En effet, c’est ici que le 1er septembre 1939 débuta la IIe guerre mondiale. De plus Gdańsk est le berceau de Solidarność, mouvement social qui conduisit à la chute du communisme.

Le Parc Oliwski

Le Parc Oliwski

     Le Parc Oliwski, écrin de verdure sur la carte de la région, est riche d’une longue histoire. Il fut aménagé en jardin déjà probablement au Moyen-âge, mais la magnifique forme de parc conçu et agencé de manière ordonnée date du tournant des XVIIIième et XIXième siècles. Jacek Rybiński, Karl et Josef Hohenzollern furent les concepteurs du parc tel qu’il est en grande partie sauvegardé jusqu’à nos jours.

Nous ne savons pas à quoi ressemblait le terrain du parc avant le XVIIIième siècle ; cependant, nous savons que lorsque le palais abbatial fut transformé en style baroque, l'abbé Jacek Rybiński décida "d'harmoniser" le parc avec le nouveau siège. C'est ainsi que fut créé la partie baroque du parc appelée française, basée sur le modèle géométrique et ordonné des parcs à la française. Entre le palais et la partie sud se trouve un parterre de fleurs, c'est-à-dire un tapis de fleurs encadré de buis taillés géométriquement. Selon les règles françaises, un beau panorama devrait être visible des fenêtres du palais ; cependant, dans le cas de Oliwka, cela fut impossible en raison de la faible étendue du terrain du côté sud. Ce problème fut résolu en aménageant une perspective parallèle à la courte perspective du terrain juste devant le palais.

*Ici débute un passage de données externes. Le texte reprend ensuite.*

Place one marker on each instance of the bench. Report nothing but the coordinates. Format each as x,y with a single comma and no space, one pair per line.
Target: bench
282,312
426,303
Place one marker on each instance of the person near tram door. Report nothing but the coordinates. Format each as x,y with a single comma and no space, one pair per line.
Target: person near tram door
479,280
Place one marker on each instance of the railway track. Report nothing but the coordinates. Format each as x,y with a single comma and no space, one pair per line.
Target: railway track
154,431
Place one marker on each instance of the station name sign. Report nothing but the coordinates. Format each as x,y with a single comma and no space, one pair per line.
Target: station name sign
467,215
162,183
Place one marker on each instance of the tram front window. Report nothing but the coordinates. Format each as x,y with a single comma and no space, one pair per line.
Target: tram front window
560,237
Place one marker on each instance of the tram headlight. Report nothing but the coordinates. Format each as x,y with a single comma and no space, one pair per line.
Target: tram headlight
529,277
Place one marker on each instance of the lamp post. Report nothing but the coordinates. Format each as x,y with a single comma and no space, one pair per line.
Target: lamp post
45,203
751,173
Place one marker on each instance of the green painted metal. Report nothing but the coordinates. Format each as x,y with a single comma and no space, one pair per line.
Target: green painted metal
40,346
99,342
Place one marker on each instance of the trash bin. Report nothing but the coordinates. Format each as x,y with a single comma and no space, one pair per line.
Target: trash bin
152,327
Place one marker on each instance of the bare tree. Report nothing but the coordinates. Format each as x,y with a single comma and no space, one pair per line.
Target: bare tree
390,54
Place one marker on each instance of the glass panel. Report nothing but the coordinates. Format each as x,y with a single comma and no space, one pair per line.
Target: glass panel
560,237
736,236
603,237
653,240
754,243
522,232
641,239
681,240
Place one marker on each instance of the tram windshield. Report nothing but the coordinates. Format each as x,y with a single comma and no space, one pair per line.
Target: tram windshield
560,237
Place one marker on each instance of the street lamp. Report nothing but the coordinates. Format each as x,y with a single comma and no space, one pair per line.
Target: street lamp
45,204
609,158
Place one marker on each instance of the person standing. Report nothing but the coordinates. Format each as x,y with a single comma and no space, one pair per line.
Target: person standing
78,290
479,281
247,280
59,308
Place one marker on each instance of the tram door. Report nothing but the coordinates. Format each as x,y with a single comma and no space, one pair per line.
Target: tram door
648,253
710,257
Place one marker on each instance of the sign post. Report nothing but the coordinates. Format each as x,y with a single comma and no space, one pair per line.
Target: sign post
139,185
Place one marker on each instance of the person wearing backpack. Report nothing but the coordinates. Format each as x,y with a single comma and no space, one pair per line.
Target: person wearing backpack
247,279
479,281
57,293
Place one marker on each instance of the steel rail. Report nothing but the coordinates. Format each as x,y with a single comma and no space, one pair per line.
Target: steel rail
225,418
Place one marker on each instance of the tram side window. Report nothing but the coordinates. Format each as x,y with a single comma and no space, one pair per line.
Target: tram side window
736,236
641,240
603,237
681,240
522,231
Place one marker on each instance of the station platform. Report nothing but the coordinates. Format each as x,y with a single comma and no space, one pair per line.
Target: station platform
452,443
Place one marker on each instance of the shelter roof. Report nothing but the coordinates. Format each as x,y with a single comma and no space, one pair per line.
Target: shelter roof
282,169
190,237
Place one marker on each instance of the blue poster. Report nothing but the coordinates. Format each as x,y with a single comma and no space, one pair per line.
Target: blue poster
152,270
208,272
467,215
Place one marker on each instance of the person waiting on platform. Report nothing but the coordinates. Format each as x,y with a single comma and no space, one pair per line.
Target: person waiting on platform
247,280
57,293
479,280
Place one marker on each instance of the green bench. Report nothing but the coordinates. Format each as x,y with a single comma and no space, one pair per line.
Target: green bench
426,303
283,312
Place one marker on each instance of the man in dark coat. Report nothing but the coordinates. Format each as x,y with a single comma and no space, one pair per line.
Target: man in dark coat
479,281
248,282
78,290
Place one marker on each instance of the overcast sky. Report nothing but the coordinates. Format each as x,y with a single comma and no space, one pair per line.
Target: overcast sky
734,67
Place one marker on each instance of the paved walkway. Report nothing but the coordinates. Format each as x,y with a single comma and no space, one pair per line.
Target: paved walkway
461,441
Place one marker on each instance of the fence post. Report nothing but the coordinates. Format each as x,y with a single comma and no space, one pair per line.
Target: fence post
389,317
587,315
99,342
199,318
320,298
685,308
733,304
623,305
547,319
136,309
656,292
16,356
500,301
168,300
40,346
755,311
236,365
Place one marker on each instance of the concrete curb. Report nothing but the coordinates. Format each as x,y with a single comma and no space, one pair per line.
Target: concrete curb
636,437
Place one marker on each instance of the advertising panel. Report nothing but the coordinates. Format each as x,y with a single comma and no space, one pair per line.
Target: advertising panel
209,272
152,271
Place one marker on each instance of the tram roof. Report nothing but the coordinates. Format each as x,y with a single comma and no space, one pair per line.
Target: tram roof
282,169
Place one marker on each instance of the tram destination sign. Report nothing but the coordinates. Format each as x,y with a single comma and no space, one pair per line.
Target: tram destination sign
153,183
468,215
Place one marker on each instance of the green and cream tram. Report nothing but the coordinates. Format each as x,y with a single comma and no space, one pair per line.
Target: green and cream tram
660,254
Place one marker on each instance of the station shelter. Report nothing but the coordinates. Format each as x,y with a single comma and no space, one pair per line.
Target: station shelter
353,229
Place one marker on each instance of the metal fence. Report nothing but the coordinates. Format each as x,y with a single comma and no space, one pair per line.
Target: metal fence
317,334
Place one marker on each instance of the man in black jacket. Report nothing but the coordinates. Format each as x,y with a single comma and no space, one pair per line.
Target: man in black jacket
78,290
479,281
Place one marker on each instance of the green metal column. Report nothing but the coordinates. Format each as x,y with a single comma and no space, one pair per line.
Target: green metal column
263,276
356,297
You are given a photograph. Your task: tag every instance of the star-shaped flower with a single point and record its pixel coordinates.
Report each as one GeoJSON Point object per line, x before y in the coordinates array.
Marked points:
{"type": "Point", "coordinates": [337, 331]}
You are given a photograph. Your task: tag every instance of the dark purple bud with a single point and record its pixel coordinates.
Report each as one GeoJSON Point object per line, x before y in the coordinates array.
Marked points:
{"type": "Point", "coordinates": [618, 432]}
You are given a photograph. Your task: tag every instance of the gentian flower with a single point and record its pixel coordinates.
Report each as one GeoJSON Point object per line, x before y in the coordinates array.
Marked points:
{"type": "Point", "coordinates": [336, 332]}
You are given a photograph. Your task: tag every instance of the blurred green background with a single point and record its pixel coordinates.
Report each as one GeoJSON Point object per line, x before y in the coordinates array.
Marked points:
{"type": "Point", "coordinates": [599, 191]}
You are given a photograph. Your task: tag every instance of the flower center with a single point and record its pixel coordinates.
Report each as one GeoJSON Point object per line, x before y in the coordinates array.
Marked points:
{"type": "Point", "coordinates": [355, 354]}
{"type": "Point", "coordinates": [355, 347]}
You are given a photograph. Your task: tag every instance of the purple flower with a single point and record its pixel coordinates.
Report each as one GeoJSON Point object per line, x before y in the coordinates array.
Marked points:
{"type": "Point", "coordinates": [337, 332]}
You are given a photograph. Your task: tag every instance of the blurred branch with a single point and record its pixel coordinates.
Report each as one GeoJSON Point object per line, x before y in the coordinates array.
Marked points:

La transgression des règles baroques fut compensée par cette perspective illimitée. En effet, grâce à un astucieux stratagème, l'eau de l'étang donnait l'illusion, en s'unissant avec la mer, d'une perspective illimitée. Il n'est donc pas étonnant que cette vue, appelée autrefois « vue princière », fut dénommée « chemin vers l'éternité ». Quant à la partie située dans une petite dépression artificielle, à un endroit quelque peu isolé du parc, également plantée de fleurs colorées, elle fut appelée « paradis ».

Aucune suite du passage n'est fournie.